Evaluating a position in a chess game
Evaluating a position in a chess game shows why machines will surpass humans in quite some decision-making fields within the next few years.
The following position is after move 23 in the Kramnik-Bluebaum 2017 game. It cannot be correctly evaluated by humans. It contains too many parameters to analyze and too many possibilities.
It is white's turn to play, and a close analysis shows that both players are lost at this point. In a tournament like this, they must each continue to keep a poker face. They often look at the position with a confident face to hide their dismay. Some even shorten their thinking time to make their opponent think they know where they are going.
These unsolvable positions for humans are painless to solve with chess engines, even cheap, high-quality chess engines on a smartphone. This can be generalized to all human activity that has become increasingly complex, unpredictable and chaotic. Decision-makers will increasingly rely on artificial intelligence to help them make the right choices.

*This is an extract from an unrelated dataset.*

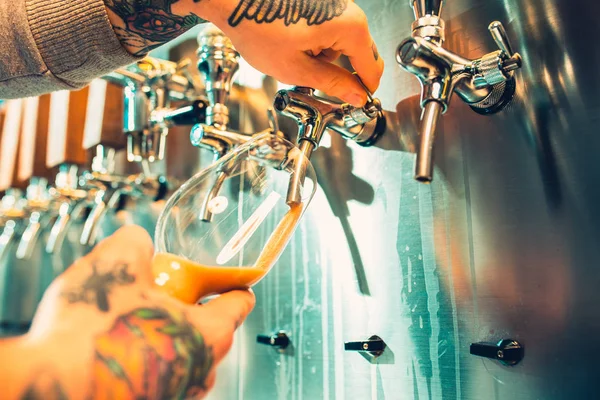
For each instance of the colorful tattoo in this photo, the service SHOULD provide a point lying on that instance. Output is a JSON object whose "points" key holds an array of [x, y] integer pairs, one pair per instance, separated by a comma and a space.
{"points": [[148, 24], [151, 353], [44, 387], [97, 287], [314, 12]]}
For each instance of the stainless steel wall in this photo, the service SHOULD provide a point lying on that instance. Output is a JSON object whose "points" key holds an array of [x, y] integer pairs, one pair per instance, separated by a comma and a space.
{"points": [[504, 243]]}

No human can play chess and evaluate the way a chess engine does by simply calculating the positions of the pieces, their squares of liberty, and many other parameters. A chess engine generates an evaluation matrix with millions of calculations. The following table is the result of an evaluation of only one position among many others (real and potential).
The value of the position of white is 34.
The value of black is 33.7.
So white is winning by 34-33.7 = 0.3.
The evaluation system can easily be represented with two McCulloch-Pitts neurons, one for black and one for white. Each neuron would have 30 weights = {w1,w2....w30}, as shown in the previous table. The sum of both neurons requires an activation function that converts the evaluation into 1/100th of a pawn, which is the standard measurement unit in chess. Each weight will be the output of squares and piece calculations. Then the MDP can be applied to Bellman's equation with a random generator of possible positions.
Present-day chess engines contain barely more intelligence than this type of pure calculation approach. They don't need more to beat humans.
No human, not even world champions, can calculate this position with this accuracy. The number of parameters to take into account overwhelms them each time they reach a position like this. They then play more or less randomly with some kind of idea in mind. It resembles a lottery sometimes. Chess expert annotators discover this when they run human-played games with powerful chess engines to check the game. The players themselves now tend to reveal their incapacity when questioned.
Now bear in mind that the position analyzed represents only one possibility. A chess engine will test millions of possibilities. Humans can test only a few.
Measuring a result like this has nothing to do with natural human thinking. Only machines can think like that. Not only do chess engines solve the problem, but also they are impossible to beat.
At one point, there are problems humans face that only machines can solve.